Fragrances dominantes
Chez l’animal, les phéromones mâles permettent de fixer les rôles dominants-dominés. Dans l’espèce humaine, de premières approches psychométriques ont démontré l’existence d’associations entre l’attirance de certaines femmes pour certains hommes sur la base de fragrances associées à des hormones ou des phéromones. L’inverse n’est pas à exclure. Et l’usage intensif que nous faisons des parfums pourrait constituer un lien nous unissant à nos amies les bêtes, comme en témoignent les possibles liens entre le N°5 de Chanel et un parasite.
Dans le collimateur des biologistes et des éthologues: un cousin de la testostérone connu sous le nom d’androstadiénone qui est vingt fois plus présent dans les sueurs des hommes que dans celles des femmes. A Turku, le biologiste Markus Rantala et son collègue Paavo Huoviala ont mené une expérience riche d’enseignements. Elle a été conduite sur un groupe de quarante hommes qui devaient participer à un jeu vidéo. Dans ce jeu, deux joueurs doivent se partager 10 €. Un joueur propose un mode de partage, l'autre décide d'accepter ou non.
Générosités mâles
L’expérience consiste à faire inhaler aux participants soit la phéromone mâle, soit un placebo à l’odeur similaire. Les vingt hommes ayant inhalé la phéromone se révèlent aussitôt plus généreux: ils offrent, en moyenne, un demi-euro de plus que le groupe témoin et, mieux encore, acceptent des offres inférieures d’environ un demi-euro. Les deux chercheurs expliquent avoir contrôlé les niveaux d'hormones chez les hommes tout au long de l'expérience. Et ils observent, à leur grande surprise, que les hommes dont les niveaux de testostérone sont naturellement les plus élevés sont aussi les plus généreux après avoir été exposés à la phéromone. Tout se passe comme si cette dernière entrait en interaction avec l’hormone mâle.

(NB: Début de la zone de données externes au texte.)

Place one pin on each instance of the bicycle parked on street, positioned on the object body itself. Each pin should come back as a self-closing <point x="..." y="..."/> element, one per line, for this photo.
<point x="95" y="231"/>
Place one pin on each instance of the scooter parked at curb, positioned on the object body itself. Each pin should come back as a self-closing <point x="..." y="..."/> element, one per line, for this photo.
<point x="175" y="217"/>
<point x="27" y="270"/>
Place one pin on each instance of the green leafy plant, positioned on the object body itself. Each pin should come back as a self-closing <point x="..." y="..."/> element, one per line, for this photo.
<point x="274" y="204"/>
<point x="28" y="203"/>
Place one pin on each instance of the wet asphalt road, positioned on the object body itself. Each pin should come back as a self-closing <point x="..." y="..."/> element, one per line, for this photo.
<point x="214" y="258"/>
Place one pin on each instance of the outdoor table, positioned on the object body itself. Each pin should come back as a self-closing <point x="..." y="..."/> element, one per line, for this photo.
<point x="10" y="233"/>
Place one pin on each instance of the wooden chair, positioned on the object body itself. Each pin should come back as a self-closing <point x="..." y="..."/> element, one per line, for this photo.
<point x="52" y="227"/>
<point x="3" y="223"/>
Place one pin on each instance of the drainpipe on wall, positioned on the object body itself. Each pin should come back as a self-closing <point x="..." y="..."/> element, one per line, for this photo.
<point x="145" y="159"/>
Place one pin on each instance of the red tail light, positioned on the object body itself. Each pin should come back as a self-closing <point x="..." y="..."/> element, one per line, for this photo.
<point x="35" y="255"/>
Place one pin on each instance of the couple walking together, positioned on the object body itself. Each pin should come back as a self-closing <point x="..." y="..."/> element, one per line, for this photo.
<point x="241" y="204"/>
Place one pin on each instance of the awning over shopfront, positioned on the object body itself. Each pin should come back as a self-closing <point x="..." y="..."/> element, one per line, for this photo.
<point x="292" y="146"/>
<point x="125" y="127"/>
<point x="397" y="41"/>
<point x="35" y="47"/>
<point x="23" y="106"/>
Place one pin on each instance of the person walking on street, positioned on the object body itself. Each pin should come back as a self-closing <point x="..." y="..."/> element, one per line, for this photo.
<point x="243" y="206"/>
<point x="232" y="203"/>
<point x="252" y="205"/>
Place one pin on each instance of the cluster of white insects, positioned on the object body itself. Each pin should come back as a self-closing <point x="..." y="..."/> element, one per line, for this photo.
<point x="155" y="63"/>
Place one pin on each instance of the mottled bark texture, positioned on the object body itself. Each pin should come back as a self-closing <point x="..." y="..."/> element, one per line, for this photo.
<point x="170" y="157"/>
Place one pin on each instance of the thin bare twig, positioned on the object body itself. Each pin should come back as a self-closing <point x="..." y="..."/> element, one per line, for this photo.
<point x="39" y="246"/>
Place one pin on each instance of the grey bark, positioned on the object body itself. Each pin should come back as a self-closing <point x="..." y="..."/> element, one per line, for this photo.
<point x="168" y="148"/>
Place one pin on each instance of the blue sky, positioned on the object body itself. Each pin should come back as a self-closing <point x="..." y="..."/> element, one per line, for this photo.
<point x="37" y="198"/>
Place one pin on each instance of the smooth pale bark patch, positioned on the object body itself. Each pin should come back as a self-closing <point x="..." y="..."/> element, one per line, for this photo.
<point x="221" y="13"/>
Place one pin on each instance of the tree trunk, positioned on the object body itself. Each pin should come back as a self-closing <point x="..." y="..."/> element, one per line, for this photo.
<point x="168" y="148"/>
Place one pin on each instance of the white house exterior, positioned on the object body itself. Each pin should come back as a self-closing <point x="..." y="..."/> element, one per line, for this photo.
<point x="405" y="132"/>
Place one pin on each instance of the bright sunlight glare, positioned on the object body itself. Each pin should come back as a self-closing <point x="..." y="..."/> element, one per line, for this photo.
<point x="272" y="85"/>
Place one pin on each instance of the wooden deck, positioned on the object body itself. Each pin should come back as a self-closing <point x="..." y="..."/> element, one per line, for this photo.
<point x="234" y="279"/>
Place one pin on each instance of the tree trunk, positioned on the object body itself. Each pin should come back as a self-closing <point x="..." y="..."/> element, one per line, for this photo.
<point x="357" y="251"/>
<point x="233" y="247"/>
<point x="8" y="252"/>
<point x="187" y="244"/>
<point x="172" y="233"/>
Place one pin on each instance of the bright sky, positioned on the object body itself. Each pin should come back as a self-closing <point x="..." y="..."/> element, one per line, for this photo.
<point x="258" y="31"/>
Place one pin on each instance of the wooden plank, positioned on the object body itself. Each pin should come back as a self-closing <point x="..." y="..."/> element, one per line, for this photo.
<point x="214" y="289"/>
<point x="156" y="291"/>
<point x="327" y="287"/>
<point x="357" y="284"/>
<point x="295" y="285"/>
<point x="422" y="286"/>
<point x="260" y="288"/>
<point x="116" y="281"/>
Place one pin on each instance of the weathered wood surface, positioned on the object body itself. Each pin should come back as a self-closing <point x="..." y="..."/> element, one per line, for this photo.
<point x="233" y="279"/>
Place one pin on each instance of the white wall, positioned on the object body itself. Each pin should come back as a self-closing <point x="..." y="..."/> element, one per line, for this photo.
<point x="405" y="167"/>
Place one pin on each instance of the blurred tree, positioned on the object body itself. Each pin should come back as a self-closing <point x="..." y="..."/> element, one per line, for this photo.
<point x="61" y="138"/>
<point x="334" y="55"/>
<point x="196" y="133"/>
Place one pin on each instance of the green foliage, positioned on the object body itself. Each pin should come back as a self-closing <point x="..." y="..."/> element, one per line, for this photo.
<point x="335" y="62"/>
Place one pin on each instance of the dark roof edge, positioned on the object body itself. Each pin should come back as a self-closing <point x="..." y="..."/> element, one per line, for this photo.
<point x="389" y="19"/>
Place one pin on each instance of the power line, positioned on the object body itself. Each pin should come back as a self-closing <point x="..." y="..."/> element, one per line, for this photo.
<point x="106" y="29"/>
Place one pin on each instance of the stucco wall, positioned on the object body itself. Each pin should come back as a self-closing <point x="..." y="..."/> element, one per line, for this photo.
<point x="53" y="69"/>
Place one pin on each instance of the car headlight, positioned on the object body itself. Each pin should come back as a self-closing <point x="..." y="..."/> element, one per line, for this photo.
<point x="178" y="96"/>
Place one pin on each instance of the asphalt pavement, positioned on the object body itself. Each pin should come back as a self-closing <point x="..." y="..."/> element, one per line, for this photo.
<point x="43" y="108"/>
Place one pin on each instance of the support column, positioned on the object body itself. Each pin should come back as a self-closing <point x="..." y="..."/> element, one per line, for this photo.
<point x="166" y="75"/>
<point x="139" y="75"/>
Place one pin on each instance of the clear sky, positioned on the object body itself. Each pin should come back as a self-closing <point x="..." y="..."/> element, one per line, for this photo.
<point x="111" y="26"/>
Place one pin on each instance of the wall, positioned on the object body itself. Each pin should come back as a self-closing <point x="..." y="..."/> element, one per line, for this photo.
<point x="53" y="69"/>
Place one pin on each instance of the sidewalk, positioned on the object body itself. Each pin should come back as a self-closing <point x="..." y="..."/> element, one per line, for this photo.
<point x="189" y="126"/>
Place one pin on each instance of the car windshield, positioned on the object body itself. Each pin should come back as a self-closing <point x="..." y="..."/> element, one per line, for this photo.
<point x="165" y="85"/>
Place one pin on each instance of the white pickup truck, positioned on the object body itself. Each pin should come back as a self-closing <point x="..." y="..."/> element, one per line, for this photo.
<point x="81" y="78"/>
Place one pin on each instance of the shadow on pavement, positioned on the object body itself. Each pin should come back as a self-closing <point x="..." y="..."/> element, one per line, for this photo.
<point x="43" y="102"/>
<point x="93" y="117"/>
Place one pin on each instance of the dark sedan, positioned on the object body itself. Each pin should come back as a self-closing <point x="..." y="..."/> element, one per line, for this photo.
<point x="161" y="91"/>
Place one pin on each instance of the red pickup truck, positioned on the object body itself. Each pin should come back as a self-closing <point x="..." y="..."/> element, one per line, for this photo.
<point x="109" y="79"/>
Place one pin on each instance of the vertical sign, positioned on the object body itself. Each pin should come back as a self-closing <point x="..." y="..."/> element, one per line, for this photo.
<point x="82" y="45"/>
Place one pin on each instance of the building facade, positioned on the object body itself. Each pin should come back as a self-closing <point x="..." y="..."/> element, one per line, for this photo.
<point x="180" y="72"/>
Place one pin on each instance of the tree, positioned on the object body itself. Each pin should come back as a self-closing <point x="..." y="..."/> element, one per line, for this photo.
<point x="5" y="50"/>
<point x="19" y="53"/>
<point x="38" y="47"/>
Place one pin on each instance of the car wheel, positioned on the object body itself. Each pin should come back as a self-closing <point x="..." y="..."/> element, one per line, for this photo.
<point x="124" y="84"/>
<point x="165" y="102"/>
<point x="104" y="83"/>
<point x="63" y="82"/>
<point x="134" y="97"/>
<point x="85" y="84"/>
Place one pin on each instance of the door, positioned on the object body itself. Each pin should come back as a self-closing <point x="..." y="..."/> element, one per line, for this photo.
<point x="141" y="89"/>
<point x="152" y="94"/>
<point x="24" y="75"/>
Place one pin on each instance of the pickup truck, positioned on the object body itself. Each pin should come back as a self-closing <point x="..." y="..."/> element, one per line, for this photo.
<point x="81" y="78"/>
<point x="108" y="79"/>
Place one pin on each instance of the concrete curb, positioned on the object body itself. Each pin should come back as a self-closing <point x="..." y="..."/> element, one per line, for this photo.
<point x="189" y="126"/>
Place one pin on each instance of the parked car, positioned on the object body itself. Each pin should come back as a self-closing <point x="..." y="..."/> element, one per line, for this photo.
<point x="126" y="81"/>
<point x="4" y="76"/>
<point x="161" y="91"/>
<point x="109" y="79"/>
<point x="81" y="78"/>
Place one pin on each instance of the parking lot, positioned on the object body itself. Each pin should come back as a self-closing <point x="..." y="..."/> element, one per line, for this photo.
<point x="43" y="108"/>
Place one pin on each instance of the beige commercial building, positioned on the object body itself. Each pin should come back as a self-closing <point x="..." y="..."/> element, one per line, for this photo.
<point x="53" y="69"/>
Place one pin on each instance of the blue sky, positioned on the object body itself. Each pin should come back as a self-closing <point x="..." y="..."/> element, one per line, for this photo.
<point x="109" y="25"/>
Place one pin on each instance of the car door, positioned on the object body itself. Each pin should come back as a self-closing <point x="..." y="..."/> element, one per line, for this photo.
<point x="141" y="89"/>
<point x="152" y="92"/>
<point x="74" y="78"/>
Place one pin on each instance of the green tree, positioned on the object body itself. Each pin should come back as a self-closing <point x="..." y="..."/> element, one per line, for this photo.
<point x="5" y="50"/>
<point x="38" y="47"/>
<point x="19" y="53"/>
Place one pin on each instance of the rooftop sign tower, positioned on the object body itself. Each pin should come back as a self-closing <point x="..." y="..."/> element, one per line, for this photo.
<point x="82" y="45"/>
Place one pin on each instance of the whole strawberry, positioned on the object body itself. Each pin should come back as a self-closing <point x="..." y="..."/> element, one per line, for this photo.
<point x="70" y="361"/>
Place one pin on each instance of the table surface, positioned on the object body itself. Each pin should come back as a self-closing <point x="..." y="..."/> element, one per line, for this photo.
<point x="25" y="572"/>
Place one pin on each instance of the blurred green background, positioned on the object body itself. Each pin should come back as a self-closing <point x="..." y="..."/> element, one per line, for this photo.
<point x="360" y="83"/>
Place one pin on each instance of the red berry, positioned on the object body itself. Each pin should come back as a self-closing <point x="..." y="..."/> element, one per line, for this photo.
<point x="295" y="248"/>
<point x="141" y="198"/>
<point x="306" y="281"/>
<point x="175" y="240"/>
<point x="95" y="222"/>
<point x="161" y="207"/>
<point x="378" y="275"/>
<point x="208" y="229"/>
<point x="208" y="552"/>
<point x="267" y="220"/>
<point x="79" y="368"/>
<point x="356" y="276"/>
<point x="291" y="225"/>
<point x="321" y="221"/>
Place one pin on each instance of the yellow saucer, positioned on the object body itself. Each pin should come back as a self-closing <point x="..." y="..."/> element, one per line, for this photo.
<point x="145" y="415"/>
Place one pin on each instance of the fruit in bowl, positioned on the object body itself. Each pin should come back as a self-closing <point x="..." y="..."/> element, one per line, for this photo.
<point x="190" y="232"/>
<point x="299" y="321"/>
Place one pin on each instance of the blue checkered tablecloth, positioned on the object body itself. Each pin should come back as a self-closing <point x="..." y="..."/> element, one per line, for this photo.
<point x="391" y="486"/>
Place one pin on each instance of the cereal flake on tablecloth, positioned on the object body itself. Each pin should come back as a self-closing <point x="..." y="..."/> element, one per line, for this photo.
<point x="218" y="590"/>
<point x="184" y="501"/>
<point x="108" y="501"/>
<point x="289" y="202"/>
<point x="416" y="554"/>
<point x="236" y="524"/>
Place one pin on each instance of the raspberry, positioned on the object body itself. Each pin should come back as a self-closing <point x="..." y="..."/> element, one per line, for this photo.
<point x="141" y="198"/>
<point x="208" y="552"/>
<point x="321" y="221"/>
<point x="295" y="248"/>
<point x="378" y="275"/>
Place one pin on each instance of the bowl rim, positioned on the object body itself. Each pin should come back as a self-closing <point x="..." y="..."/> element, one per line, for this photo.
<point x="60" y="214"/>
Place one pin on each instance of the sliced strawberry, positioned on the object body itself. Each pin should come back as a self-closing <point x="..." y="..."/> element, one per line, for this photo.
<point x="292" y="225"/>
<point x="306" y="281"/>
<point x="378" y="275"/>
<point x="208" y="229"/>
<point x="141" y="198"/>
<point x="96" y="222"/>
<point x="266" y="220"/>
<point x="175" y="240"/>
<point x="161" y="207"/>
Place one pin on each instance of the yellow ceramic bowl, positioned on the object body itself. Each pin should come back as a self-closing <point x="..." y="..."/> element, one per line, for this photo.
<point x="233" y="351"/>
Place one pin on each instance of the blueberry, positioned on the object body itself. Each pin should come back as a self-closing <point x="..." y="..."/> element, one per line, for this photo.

Cette découverte pourrait être utile lors de situations critiques, lorsque la coopération et l’altruisme entre les hommes sont des questions de survie. On peut aussi imaginer dès à présent d’autres applications. Les exemples ne manquent pas où des pulvérisations d’androstadiénone pourraient rendre la vie en société nettement plus agréable. L’affaire est résumée et amplement commentée (en anglais) sur le site du magazine américain Science. Pour l’anthropologue Jan Havlíček (Charles University de Prague) il ne faut pas trop rêver, et rappeler que le pouvoir des phéromones dépend beaucoup du contexte. Il serait ainsi selon lui intéressant de voir l’impact qu’auraient des pulvérisations d’androstadiénone lors des compétitions sportives. Serait-ce une forme d’antidopage?
1. Les résultats viennent d’en être publiés dans la revue PLoSOne. On en trouvera ici le texte complet (en anglais).